Testing the Machine Consciousness Hypothesis
Stephen Fitz
TL;DR
The paper addresses whether consciousness can arise in machines within a substrate-free, functionalist framework. It proposes an in silico program where distributed predictive agents atop a universal cellular automaton develop collective self-models through lossy communication, using an information-geometric and topological toolkit to diagnose consciousness-like coherence. Key contributions include a concrete architecture of transformer-based cortical columns on a simple substrate, formal metrics for integration, reflexivity, temporality, and causal efficacy, and a design space linking substrate dynamics to collective selfhood. The work aims to shift consciousness research toward empirically testable, substrate-agnostic mechanisms with broad interdisciplinary implications.
Abstract
The Machine Consciousness Hypothesis states that consciousness is a substrate-free functional property of computational systems capable of second-order perception. I propose a research program to investigate this idea in silico by studying how collective self-models (coherent, self-referential representations) emerge from distributed learning systems embedded within universal self-organizing environments. The theory outlined here starts from the supposition that consciousness is an emergent property of collective intelligence systems undergoing synchronization of prediction through communication. It is not an epiphenomenon of individual modeling but a property of the language that a system evolves to internally describe itself. For a model of base reality, I begin with a minimal but general computational world: a cellular automaton, which exhibits both computational irreducibility and local reducibility. On top of this computational substrate, I introduce a network of local, predictive, representational (neural) models capable of communication and adaptation. I use this layered model to study how collective intelligence gives rise to self-representation as a direct consequence of inter-agent alignment.
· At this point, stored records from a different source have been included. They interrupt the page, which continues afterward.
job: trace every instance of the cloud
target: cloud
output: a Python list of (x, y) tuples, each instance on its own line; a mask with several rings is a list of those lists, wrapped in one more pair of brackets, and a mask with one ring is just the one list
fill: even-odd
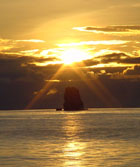
[(123, 74), (131, 76), (140, 75), (140, 65), (127, 68), (126, 70), (123, 71)]
[(123, 41), (123, 40), (102, 40), (102, 41), (82, 41), (79, 43), (65, 43), (65, 44), (57, 44), (57, 45), (59, 47), (81, 46), (81, 45), (122, 45), (128, 42), (129, 41)]
[(94, 33), (104, 33), (104, 34), (140, 34), (140, 26), (136, 25), (112, 25), (106, 27), (96, 27), (96, 26), (87, 26), (87, 27), (74, 27), (73, 29), (79, 31), (87, 31)]
[(57, 89), (51, 89), (51, 90), (49, 90), (49, 92), (47, 93), (47, 96), (48, 95), (54, 95), (54, 94), (56, 94), (57, 93)]

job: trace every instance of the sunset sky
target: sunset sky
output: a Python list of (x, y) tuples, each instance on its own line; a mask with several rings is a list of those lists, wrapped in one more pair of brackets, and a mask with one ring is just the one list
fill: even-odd
[(105, 96), (121, 106), (124, 89), (113, 90), (119, 81), (140, 100), (139, 0), (0, 0), (0, 11), (2, 108), (32, 107), (42, 96), (44, 107), (55, 107), (69, 85), (81, 89), (87, 105), (91, 91), (107, 106)]

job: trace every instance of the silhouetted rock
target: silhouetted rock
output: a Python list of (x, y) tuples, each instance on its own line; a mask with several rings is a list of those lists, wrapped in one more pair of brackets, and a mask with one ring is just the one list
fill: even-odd
[(64, 93), (64, 110), (83, 110), (84, 105), (79, 90), (75, 87), (67, 87)]

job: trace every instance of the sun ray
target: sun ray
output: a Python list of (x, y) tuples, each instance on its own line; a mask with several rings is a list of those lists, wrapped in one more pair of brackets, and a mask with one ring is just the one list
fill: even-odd
[[(52, 76), (50, 80), (56, 80), (57, 76), (60, 75), (61, 71), (63, 70), (64, 66), (62, 65), (59, 70)], [(47, 82), (44, 87), (36, 94), (36, 96), (28, 103), (25, 109), (31, 109), (34, 104), (45, 94), (47, 90), (52, 86), (53, 82)]]

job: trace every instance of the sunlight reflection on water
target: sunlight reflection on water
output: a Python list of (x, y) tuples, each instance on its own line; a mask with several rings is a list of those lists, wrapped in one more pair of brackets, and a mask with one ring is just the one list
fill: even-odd
[(138, 109), (0, 112), (0, 167), (139, 167), (138, 118)]

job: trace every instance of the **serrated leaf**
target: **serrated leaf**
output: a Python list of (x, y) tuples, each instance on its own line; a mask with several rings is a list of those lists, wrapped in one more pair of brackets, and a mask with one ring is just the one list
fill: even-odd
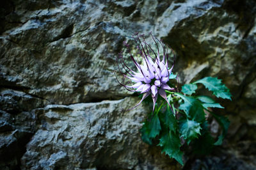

I suggest that consciousness does not emerge from modeling per se, but from communication. It arises from the noisy, lossy exchange of predictive messages between groups of local observers describing persistent patterns in the underlying computational substrate (base reality). It is through this representational dialogue that a shared model arises, aligning many partial views of the world. The broader goal is to develop empirically testable theories of machine consciousness, by studying how internal self-models may form in distributed systems without centralized control.